Absage an zweiten Lebensmittelmarkt

Liegen genaue Konzepte vor, will die Ratsmehrheit dem Eigentümer alles ermöglichen, was hier zu Bienenbüttel passt. Einen zweiten Lebensmittelmarkt wird es an der Bahnhofstraße 16 wohl aber nicht geben.

Bienenbüttel - Von Ines Bräutigam. Der Edeka-Markt an der Bienenbütteler Bahnhofstraße wird, wie beschlossen, in einen Neubau auf dem einstigen VSE-Gelände umziehen.

Doch kürzlich reichte Klaus-Georg Franke, Eigentümer des Gebäudes an der Bahnhofstraße 16, in dem sich der Edeka-Markt zurzeit noch befindet, einen Antrag auf Änderung des Bebauungsplanes ein: Mit der Umwandlung des jetzigen Mischgebietes in eine Sonderfläche will der ehemalige Ratsherr der Kommunalpolitischen Alternative (KA) an der Bahnhofstraße eine Erweiterung und einen weiteren Lebensmittelmarkt schaffen. Der Bauausschuss der Gemeinde Bienenbüttel vertagte eine Beratung dazu am Dienstagabend, denn Gespräche zwischen der CDU/SPD-Gruppe und dem Antragsteller hatten neue Erkenntnisse ergeben.

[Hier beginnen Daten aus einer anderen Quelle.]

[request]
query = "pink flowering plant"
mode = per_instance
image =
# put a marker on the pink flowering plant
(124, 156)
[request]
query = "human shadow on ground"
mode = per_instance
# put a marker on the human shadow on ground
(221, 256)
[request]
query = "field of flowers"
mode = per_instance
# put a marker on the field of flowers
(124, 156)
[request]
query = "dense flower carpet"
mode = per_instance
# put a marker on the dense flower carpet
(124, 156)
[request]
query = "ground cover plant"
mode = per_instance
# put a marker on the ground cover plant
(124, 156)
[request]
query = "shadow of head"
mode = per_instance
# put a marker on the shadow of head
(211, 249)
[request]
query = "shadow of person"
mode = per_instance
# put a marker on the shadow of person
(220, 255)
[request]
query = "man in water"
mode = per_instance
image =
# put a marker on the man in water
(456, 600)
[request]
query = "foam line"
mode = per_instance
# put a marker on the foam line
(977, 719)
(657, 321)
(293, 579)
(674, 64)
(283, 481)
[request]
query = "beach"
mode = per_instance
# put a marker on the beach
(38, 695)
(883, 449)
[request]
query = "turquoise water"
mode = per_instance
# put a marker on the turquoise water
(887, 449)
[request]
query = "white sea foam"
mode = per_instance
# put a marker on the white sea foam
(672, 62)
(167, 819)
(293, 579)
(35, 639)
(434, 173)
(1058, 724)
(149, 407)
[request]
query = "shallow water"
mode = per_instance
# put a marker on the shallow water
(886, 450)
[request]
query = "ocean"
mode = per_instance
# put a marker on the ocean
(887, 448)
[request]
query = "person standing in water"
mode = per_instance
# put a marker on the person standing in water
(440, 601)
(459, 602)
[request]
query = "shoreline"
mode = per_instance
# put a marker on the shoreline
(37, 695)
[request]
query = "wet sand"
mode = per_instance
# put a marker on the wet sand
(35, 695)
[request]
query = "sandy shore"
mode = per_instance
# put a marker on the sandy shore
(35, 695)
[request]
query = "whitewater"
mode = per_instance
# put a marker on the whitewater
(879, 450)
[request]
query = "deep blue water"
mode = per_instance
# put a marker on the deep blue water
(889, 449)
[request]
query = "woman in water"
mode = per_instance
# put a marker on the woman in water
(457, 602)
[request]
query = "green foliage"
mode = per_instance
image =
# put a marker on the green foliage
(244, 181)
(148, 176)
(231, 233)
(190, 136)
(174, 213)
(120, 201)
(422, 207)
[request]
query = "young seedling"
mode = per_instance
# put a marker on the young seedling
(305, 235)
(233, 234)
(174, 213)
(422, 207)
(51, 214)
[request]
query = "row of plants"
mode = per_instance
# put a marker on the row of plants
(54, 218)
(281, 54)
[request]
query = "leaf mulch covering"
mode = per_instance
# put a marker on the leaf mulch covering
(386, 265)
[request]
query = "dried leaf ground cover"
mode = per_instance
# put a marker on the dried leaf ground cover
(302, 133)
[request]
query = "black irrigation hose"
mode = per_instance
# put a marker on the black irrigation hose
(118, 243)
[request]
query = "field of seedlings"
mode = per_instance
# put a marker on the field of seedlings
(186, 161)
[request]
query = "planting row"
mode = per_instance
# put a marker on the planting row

„Das Gespräch hat gezeigt, wie schwierig eine Konzeption an diesem Standort ist“, fasste Stefan Waltje (CDU) zusammen. Erstens wegen der beengten Verhältnisse. Zweitens wegen fehlender konkreter Pläne, die den Vertretern von CDU und SPD eine Zusage für den Antrag denn auch unmöglich machten. Doch sie wollen sich nicht sperren. „Wir wollen den Eigentümern alles ermöglichen, was für Bienenbüttel gut ist und Synergieeffekte bringt“, betonte Stefan Waltje. Der Ansiedlung eines weiteren Lebensmittelmarktes an der Bahnhofstraße erteilte er allerdings eine klare Absage. Die Entscheidung für das VSE-Gelände ist gefallen.

Und auch Bürgermeister Heinz-Günter Waltje, der darauf hinwies, dass man sich bereits seit 2005 mit diesem Thema befasst, stellte fest: „Wenn dann 5 Minuten nach 12 neue Ideen kommen, ist das zu spät.“ Damit wies er auch den in Teilen der Bevölkerung grassierenden Vorwurf, er selbst oder die Gemeinde habe Franke „den Pächter weggenommen“, zurück. Vielmehr habe der Pächter seit fünf Jahren den Wunsch, seine Verkaufsfläche zu vergrößern. Außerdem könne man laut Gesetz auch „keinen Sondergebietsplan ins Blaue beschließen“, so Waltje. Mehr noch: Erst wenn eine konkrete Planung vorliege, könne man sagen, ob eine Bebauungsplanänderung überhaupt erforderlich ist, gab Bauamtsleiter Uwe Gundlach zu bedenken. Die Ausweisung eines Sondergebietes zum jetzigen Zeitpunkt könnte somit sogar hinderlich sein.

Da auch die KA-Vertreter all die neuen Aspekte noch beraten wollen, wurde eine Entscheidung über den Antrag in die Fraktionen zurückgegeben. Auf einer der nächsten Bauausschusssitzungen wird er wieder Thema sein.